Ein Spezialistenteam beobachtet und bündelt rund um die Uhr sämtliche Informationen über alle Entwicklungen im Ausland, die die Sicherheit unserer Mitbürger und Mitbürgerinnen beeinträchtigen bzw. humanitäre Sofortmaßnahmen erfordern könnten. Es arbeitet in Abstimmung mit den Lagezentren der französischen und europäischen Dienststellen sowie mit allen unseren Partnern vor Ort.

Operative Reaktionsfähigkeit

Der Krisenreaktionsdienst kann jederzeit auf ein oder mehrere schwerwiegende Krisen reagieren. Er ist Instrument des vom Außenministerbüro gegründeten interministeriellen Krisenstabs und kann in dieser Funktion alle erforderlichen Hebel in Bewegung setzen.

Partnerschaft mit den humanitären Akteuren

In Verbindung mit den anderen zuständigen Dienststellen des Außenministeriums hat das Krisenzentrum die Aufgabe, die Partnerschaft mit den humanitären Akteuren zu intensivieren, damit die humanitären Prinzipien, die Frankreich in den internationalen Gremien vertritt, unentwegt ausgebaut und an die aktuellen Entwicklungen angepasst werden können. Es koordiniert das Vorgehen der zuständigen französischen Dienststellen und gewährleistet den Austausch mit den anderen Akteuren der internationalen Soforthilfe.

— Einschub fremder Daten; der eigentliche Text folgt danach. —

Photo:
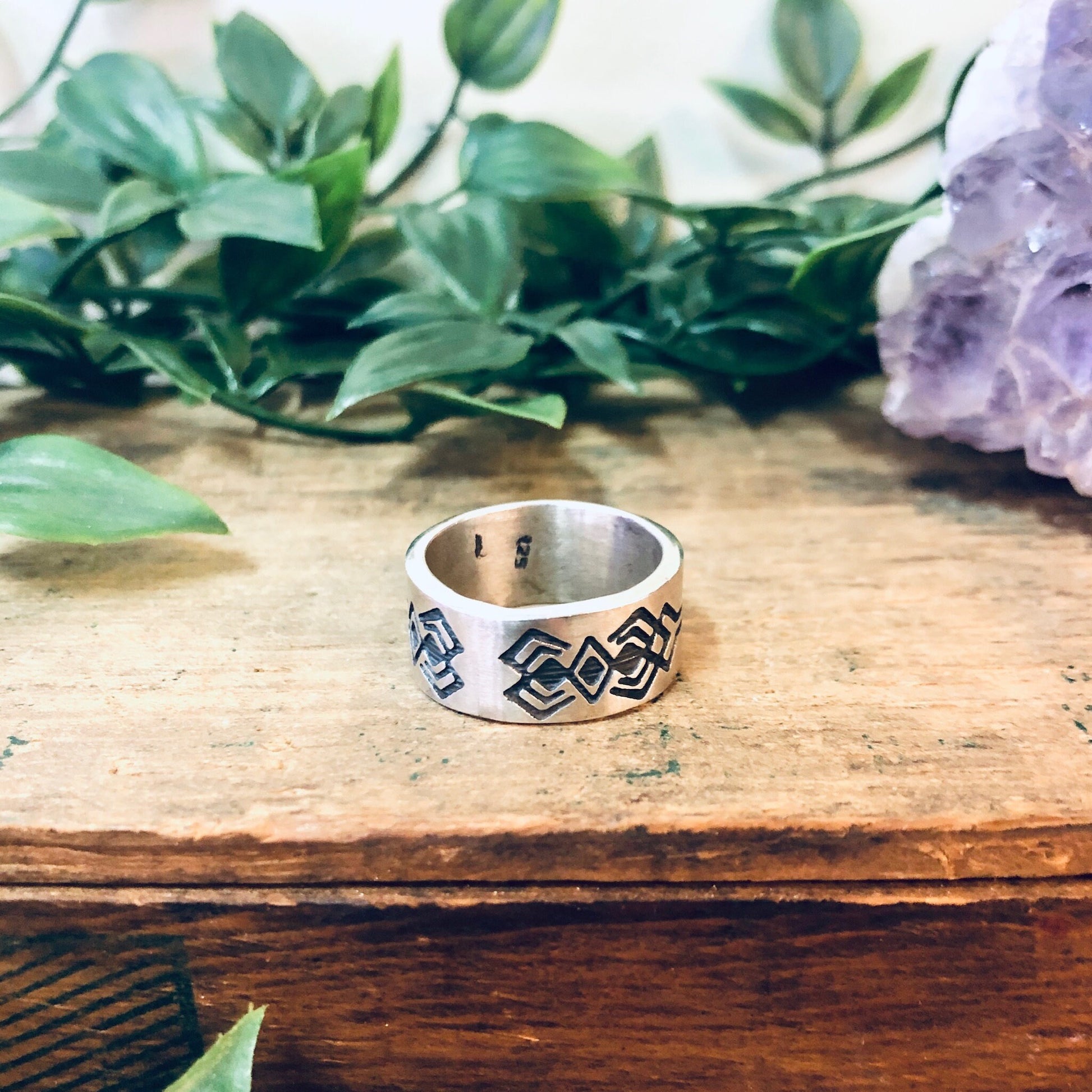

Zur Gewährleistung der Sicherheit der Auslandsfranzosen hat das Krisenzentrum bereits drei Rückführungsmaßnahmen durchgeführt - aus Georgien, Indien und Thailand. Über 1000 Mitbürgerinnen und Mitbürger waren insgesamt davon betroffen.
Im humanitären Bereich, im Zusammenhang mit Naturkatastrophen, Epidemien oder bewaffneten Konflikten, war das Krisenzentrum ein ganz wichtiger Akteur. So etwa jüngst auf Haiti, im Senegal, im Gaza-Streifen oder auch auf Sri Lanka.

Seit Sommer 2008 betreut das Zentrum auch Fälle von Entführung und Verschwindenlassen, organisiert Krisenpräventionsmaßnahmen und kümmert sich um schwere Flugzeugunglücke (die Flüge AF 447 und Yemenia). Darüber hinaus betreut das Krisenzentrum weitere wichtige Fragen wie etwa die Grippe-Pandemie (Influenza A/H1N1).

Für den konsularischen Schutz verfügt das Krisenzentrum über ein Budget 2009 von 1,9 Millionen Euro. Für das humanitäre Vorgehen stehen ihm 8,6 Millionen Euro zur Verfügung.